I found this article extremely interesting as it focuses on one of the fundamental underlying problems that we have in our society today. Violence in crime.

Albeker analyses the violence in the crime in SA, and tries to get to a root cause for it. I believe this to be a good approach to solving anything - find the underlying reasons, sort it out and the problem will go away.

There is, in relation to the inequality-causes-crime argument, an even more serious problem. This is that a large body of economic thinking suggests that the widening of inequality is one of the inevitable by-products of rapid economic growth in developing countries. There is no universal consensus on this, but if inequality really does tend to widen as economies expand, then we had better hope that it is not the principal reason we’re so violent because it isn’t going to get better soon.
extract from Antony Altbeker’s new book, A Country at War with Itself taken from M&G atrticle 25 sept.
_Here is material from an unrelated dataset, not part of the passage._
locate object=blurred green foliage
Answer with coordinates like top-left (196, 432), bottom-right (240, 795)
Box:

He compares our situation with others around the world seems to come to a thought that says we are not different as we believe we are -
One reason the apartheid-did-it explanation doesn’t completely satisfy is that South Africans are not unique in the world in having gone through long periods of disenfranchisement, oppression and collective violence.
pretty much every nation on the planet outside North America spent some portion of the 20th century on its knees, the victim of catastrophic violence directed either by local tyrants or by foreign overlords.

And yet only a handful has levels of violence that even approach ours.
Thought provoking stuff - what causes the violence?
  • Our history
  • Poverty
  • Hopelessness/humiliation
  • Inequality
  • Resentment

These are crime related, sure - but violence in the crime?